According to a recent report from Citron Research originally highlighted in a New York Timesarticle from Oct. 19, 2015, Valeant is allegedly using phantom drug distribution companies to manipulate distribution numbers to auditors. Philidor Rx Services came on the media’s radar when Valeant CEO J. Michael Pearson said during a quarterly earnings call that Valeant had purchased an option to acquire Philidor in 2014.
Other pharmaceutical-manufacturer-controlled mail-order pharmacy services, such as those associated with Horizon Pharma and Endo Pharmaceuticals, were also mentioned in the New York Times report. In the article, Horizon was cited as using specialty pharmacies inappropriately for drugs that should not typically be considered difficult to dispense and would not normally warrant the use of a specialty pharmacy. Endo said in a response that it is fully independent of any specialty pharmacy and does not have “any ownership interest in, consolidate financial results of, or have affiliations with any specialty pharmacy.” In a Horizon response, the company affirmed that “All pharmacies that distribute Horizon-branded medicines are fully independent, including those that are part of Horizon's Prescriptions Made Easy program.”

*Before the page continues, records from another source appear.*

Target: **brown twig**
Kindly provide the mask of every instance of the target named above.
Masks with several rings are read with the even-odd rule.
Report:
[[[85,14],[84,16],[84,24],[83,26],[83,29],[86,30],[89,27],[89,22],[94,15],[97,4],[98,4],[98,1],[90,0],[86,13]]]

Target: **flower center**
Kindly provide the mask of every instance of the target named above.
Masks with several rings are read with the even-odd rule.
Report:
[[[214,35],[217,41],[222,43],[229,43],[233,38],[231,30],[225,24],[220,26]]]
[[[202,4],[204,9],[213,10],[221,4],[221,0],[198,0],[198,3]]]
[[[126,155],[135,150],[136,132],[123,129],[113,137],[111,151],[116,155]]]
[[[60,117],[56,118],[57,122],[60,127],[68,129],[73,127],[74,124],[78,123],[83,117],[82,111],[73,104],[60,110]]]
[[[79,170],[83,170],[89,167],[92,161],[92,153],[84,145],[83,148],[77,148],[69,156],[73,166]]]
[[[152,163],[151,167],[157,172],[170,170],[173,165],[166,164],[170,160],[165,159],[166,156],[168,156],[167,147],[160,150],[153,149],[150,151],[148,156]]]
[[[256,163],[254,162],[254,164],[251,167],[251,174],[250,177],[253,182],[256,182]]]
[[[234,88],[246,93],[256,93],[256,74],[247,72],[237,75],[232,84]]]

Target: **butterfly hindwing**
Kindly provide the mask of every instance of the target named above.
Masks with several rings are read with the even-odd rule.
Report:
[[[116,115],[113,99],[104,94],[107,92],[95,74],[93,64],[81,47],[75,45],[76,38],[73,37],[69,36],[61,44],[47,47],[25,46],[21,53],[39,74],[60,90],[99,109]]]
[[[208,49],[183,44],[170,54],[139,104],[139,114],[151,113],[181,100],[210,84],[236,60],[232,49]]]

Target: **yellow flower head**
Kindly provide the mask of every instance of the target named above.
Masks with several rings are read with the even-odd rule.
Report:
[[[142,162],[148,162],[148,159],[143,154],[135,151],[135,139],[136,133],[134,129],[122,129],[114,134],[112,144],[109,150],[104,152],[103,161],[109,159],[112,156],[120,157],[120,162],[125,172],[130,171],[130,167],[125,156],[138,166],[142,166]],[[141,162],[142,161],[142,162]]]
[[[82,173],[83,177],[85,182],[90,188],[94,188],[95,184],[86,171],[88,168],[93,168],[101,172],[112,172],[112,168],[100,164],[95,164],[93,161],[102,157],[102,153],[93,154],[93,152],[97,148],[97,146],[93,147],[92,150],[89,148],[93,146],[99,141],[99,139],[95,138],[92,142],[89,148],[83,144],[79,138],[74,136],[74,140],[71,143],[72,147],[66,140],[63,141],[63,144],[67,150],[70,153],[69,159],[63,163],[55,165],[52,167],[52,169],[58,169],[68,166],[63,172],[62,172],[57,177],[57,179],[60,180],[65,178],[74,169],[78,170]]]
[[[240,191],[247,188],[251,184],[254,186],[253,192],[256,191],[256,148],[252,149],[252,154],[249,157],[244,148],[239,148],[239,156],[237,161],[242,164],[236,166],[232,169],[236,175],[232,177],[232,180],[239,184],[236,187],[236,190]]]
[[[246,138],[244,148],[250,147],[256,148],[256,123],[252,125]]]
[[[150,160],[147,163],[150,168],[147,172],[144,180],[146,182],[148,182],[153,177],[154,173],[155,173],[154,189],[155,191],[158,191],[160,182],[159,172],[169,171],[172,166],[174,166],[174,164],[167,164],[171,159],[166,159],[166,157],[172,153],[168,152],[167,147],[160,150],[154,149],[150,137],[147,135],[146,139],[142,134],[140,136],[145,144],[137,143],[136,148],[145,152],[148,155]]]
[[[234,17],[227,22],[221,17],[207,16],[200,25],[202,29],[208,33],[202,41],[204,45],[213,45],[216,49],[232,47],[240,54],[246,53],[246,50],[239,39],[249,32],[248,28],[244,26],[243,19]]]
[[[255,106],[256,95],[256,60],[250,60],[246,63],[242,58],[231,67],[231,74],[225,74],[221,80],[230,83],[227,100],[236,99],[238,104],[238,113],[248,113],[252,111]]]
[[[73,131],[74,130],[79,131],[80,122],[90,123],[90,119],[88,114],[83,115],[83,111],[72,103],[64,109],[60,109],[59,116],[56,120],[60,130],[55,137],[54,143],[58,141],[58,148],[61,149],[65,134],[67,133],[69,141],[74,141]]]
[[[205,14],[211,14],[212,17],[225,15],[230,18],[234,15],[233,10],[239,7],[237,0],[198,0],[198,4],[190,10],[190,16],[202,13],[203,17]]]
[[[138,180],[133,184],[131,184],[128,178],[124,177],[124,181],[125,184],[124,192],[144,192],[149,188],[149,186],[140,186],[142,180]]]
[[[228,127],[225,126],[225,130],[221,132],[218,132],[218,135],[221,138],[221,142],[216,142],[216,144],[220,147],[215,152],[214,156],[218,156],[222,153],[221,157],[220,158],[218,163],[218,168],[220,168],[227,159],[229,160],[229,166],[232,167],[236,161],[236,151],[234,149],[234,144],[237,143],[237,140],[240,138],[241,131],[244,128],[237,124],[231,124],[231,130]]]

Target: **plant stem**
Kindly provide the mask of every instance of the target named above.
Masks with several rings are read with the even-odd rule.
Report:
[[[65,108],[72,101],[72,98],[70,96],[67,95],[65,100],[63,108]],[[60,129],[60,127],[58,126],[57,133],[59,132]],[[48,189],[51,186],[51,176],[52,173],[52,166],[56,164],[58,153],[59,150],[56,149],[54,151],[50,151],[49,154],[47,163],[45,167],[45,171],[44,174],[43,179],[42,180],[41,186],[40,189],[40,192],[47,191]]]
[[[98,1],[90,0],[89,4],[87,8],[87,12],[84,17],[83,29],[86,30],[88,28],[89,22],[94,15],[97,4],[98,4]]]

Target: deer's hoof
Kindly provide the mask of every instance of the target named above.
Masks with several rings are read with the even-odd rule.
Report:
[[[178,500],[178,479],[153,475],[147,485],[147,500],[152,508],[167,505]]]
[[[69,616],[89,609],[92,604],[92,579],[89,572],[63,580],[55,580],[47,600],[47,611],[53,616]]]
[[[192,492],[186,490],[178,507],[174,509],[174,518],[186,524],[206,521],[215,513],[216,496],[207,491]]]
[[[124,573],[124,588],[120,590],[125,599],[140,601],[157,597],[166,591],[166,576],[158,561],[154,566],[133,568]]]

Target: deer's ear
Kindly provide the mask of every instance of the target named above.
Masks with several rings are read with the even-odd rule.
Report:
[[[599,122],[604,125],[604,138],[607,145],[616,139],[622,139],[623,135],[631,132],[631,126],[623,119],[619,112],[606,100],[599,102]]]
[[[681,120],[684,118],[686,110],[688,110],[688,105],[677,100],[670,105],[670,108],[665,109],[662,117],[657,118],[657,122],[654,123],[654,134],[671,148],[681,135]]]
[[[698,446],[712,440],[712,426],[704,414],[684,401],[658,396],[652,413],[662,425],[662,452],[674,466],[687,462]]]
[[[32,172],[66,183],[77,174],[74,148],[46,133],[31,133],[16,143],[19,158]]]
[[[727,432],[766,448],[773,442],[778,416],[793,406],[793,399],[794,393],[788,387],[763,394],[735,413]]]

In response to the allegations, Valeant said on Oct. 21 that sales to Philidor are considered “intercompany” and aren’t reported on external financial reports. The company also sent out two press releases on Oct. 26 saying it is forming an ad hoc board to investigate the claims by Andrew Left at Citron, even though Pearson said Valeant’s practice are in compliance with the law and the company stands by its “accounting treatment of Philidor completely.”
Pearson called the claims by Left a “false report,” and said in one of the press releases that Left made the claims about Valeant “to frighten our shareholders to drive down the price of the stock so he could make money from his short selling.” Pearson went on to say in the statement that in addition to conducting an internal review at Valeant, he has asked regulatory counsel to coordinate with the US Securities and Exchange Commission to investigate Left and his company.
Mail-order pharmacies are not necessarily specialty pharmacies
As Adam J. Fein of Pembroke Consulting points out, Philidor is not actually a specialty pharmacy at all, but instead is a manufacturer-controlled mail pharmacy that primarily dispenses Valeant products. “Unfortunately, the Valeant allegations have unfairly tarred the entire specialty pharmacy industry along with manufacturers’ legitimate specialty pharmacy relationships,” Fein wrote in an email.
In defense of specialty pharmacies and their practices, BioPlus Specialty Pharmacy released a statement on Oct. 21 saying that using strategies to prefer certain products or drug manufacturers over others is not standard practice for specialty pharmacies and that “predilection of one product over another due to economic reasons primarily benefitting the pharmacy undermines the role of the specialty pharmacist and the stewardship of the pharmacy.”